DOWNLOAD NOVEL EBOOK RANAH 3 WARNA - AHMAD FUADI (GRATIS)
DOWNLOAD NOVEL EBOOK RANAH 3 WARNA - AHMAD FUADI (GRATIS)
Aden duduk di sebelah atas ya. Dan seperti biasa, aden pasti menang!” teriak Randai pongah, sambil memanjat ke puncak batu hitam yang kami duduki. Batu sebesar gajah ini menjorok ke Danau Maninjau, dinaungi sebatang pohon kelapa yang melengkung seperti busur. ”Jan gadang ota. Jangan bicara besar dulu. Ayo buktikan siapa yang paling banyak dapat ikan,” sahutku sengit. Aku duduk di bagian batu yang landai sambil menjuntaikan kaki ke dalam air danau yang jernih. Sekeluarga besar ikan supareh seukuran kelingking tampak berkelebat lincah, kerlap-kerlip keperakan. Dengan takut-takut mereka mulai menggigiti sela- sela jari kakiku. Geli-geli.
Hampir serentak, tangan kami mengayun joran ke air yang biru. Bukan supareh yang kami incar, tapi ikan yang lebih besar seperti gariang atau kailan panjang. Randai sedang libur panjang dari ITB dan aku baru tamat dari Pondok Madani di Ponorogo. Ini saat menikmati kembali suasana kampung kami
langit bersih terang, Bukit Barisan menghijau segar, air Danau Maninjau yang biru pekat, dan angin danau yang lembut mengelus ubun-ubun.Waktu yang cocok untuk lomba mama-
peh atau memancing, persis seperti masa kecil kami dulu.

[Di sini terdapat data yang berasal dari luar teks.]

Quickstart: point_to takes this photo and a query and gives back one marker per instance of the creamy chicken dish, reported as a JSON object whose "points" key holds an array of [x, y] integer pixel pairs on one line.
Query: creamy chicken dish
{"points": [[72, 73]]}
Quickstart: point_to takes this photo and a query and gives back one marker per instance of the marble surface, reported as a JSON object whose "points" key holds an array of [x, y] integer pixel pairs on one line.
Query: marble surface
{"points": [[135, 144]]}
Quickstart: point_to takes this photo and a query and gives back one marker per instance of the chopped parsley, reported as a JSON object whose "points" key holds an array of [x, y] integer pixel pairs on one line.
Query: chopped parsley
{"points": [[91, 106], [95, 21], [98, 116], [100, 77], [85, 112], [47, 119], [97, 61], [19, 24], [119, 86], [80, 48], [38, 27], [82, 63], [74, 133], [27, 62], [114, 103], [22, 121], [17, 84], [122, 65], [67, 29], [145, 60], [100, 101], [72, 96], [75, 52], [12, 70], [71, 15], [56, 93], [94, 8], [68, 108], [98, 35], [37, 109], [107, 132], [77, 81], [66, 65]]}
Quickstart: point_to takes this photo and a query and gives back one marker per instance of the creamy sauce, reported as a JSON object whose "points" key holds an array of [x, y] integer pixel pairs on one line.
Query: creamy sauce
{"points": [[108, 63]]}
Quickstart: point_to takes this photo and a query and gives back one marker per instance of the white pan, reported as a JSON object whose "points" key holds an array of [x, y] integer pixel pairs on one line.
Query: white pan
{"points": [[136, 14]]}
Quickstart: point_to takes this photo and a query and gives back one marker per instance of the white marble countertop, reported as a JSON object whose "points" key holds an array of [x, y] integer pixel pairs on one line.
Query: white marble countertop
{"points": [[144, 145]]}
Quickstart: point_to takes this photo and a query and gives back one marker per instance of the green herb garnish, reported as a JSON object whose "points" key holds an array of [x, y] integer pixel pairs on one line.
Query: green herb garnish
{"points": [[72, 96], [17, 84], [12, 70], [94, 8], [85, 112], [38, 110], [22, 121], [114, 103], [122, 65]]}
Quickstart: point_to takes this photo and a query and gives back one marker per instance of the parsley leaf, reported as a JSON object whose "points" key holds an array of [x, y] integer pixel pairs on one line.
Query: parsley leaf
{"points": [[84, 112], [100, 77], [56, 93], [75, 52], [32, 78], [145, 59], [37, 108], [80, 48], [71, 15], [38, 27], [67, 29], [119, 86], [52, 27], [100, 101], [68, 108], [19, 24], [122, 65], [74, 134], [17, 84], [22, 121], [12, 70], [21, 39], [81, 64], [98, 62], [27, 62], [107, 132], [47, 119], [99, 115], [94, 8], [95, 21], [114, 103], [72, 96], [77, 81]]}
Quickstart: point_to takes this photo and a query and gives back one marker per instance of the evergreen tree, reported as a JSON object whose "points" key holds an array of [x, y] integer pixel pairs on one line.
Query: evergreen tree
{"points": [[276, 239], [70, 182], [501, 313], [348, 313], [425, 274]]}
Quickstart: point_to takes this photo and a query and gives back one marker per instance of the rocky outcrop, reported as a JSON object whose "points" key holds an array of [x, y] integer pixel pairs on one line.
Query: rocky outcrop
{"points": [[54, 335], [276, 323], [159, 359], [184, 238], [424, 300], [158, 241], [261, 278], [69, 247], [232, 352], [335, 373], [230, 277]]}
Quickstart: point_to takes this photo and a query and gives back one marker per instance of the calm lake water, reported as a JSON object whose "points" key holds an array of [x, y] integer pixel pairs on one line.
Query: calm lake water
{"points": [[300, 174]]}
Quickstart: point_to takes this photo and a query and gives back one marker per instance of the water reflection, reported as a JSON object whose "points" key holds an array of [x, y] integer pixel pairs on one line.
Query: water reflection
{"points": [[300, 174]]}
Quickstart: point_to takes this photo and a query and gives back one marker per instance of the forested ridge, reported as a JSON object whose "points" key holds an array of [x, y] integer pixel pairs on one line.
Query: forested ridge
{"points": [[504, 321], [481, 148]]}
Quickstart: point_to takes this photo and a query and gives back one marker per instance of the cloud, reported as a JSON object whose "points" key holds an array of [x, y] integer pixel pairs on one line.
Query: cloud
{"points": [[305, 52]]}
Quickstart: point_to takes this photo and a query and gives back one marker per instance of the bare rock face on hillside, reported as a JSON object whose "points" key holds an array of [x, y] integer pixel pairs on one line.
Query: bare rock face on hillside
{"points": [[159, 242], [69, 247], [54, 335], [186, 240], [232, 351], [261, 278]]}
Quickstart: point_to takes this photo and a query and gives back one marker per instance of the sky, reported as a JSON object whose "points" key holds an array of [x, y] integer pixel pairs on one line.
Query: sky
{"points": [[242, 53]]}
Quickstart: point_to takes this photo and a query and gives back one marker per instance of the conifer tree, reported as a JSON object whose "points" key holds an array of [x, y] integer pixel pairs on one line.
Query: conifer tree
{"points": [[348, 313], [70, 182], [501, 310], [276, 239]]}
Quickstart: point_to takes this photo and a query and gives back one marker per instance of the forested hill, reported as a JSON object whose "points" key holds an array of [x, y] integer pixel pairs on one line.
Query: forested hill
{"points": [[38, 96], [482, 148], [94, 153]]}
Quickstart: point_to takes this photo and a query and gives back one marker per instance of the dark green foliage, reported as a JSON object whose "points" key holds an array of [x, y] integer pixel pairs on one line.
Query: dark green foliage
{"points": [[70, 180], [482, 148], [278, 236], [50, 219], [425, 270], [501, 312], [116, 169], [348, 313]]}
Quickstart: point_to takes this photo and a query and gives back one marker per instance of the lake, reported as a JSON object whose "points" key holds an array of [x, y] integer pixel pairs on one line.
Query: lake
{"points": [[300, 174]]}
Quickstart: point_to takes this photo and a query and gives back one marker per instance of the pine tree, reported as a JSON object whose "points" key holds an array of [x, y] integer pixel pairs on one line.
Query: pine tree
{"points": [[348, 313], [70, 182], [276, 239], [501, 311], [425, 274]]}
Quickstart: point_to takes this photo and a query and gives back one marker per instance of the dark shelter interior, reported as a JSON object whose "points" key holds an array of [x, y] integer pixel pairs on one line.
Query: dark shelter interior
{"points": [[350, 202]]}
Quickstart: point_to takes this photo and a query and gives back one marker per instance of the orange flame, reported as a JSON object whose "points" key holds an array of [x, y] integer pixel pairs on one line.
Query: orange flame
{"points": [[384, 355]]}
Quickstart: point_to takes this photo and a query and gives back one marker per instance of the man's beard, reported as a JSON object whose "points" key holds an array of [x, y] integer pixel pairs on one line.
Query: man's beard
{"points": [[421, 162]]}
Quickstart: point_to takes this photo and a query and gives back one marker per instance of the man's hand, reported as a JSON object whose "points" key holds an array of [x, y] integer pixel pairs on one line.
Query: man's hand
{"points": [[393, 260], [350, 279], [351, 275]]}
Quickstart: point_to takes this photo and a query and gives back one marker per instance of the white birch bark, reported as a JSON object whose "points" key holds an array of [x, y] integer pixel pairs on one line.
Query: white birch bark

”Dapat lagi... dapat lagi!” teriak Randai sambil melonjak- lonjak. Itu ikannya yang ketiga. Dia menggodaku sambil menjulurkan ikan kailan panjang yang masih meronta-ronta ke wajahku. Hampir saja kumis ikan berbadan seperti belut raksasa ini menusuk hidungku. Amis segar ikan danau yang
terkenal lezat ini merebak. Aku diam saja sambil menggigit bibir. Heran, dari tadi pelambungku dari keratan sandal jepit merah belum juga ber- goyang sedikit pun. Hanya ikan supareh kecil yang masih rajin merubungi kakiku. Apa boleh buat, kalau aku kalah meman- cing, aku harus mentraktirnya dengan pensi, kerang kecil khas Danau Maninjau. Pensi rebus yang dibungkus daun pisang dan disirami kuah bumbu mampu membuat lidah siapa saja terpelintir keenakan.
”Eh, Alif, jadi setelah tamat pesantren ini, wa’ang4 masih tertarik jadi seperti Habibie?” tanya Randai sambil menepuk- nepuk betisnya yang dirubung agas.